Tutorial 2 : Full pipeline on a project imported from the Human Cell Atlas
You can reproduce this tutorial entirely by cloning the public dataset ASAP2 (https://asap.epfl.ch/projects/ASAP2). You can even delete the "Cell Filtering" step just after cloning, so all steps will be emptied (since all further files are computed from this step), and you will start with a fresh project.
In this tutorial we will show you how to create a full single-cell analysis pipeline in ASAP.
Of course, ASAP is very modular, so don't hesitate to try out other methods, that we would not have described in this tutorial.
Moreover, here we show traditional pipeline steps, but you can also run the steps in a different order, or even skip some steps if you don't think they are needed.
Once you registered, or after creating a sandbox project, you should see this page:
Here you can choose to upload your own dataset or fetch a dataset from the HCA. If you do, you will end up with the following screen.
Here you can select a project to download from the Human Cell Atlas server (here I selected the Pancreatic data).
Then you can change the project Name, and the organism of interest (here Homo Sapiens). The database currently hosts ~500 species downloaded from Ensembl (see versions for more information).

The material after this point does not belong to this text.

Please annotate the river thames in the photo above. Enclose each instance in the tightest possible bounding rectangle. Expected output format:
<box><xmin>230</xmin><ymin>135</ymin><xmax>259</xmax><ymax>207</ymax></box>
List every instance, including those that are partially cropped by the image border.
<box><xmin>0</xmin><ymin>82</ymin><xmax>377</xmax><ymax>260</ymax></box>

Finally, you can select the version of ASAP that you want to run the project on. By default the last stable version is selected, here I chose the beta version (v5).

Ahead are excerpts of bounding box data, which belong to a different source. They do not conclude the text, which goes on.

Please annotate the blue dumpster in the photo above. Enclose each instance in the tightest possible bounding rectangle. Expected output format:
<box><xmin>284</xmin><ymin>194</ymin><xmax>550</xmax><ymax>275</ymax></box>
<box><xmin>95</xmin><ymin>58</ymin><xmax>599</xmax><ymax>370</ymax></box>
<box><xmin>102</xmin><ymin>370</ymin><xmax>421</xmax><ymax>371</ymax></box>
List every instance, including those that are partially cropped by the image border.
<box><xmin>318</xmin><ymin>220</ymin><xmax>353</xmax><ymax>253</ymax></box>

Then press the "Create Project" button.
Step 1: Parsing
ASAP server is now contacting the HCA website to download the dataset. From this stage, you should be able to see the project in the home page of ASAP, in the "My projects" section.
Once the parsing step is finished, the main page of the project should look like that:
Here you see in the left panel the list of steps/tools that can be run on the dataset. "Report" and "Metadata" sections are showing informations about the loom files and metadata generated, while the other sections are the modular pipeline that you can run.
In the main panel, you have the "Reproducibility" section, that contains the initial .loom file after parsing and list of commands for reproducing the pipeline locally.
The "Programmatic access" section allows other portals/tools to know the .loom files that are generated, for future exchange of data.
The "Pipeline" section currently contains only the "Parsing" step that was ran, but will be populated by all the analysis that you will perform, as you advance in your pipeline. It shows a tree of the pipeline that you ran (using Cytoscape).
On the right, you have external links that are populated automatically for HCA projects. In the "Experimental data" section you see the GEO/Array Express accession numbers of the raw data, and the publications that are linked to these datasets. They are generated automatically for HCA project, but if you create a project from your own files, you can later add accession numbers and publication informations from the "Settings" wheel icon next to the project name.
Finally, in the "All runs" section, you see all the tools that were ran during this project, and their status (success, failed or running). Here we did not run anything yet, so only the Parsing step is shown as succeeded.
Then you can click on the "Parsing" step to see the results of the parsing.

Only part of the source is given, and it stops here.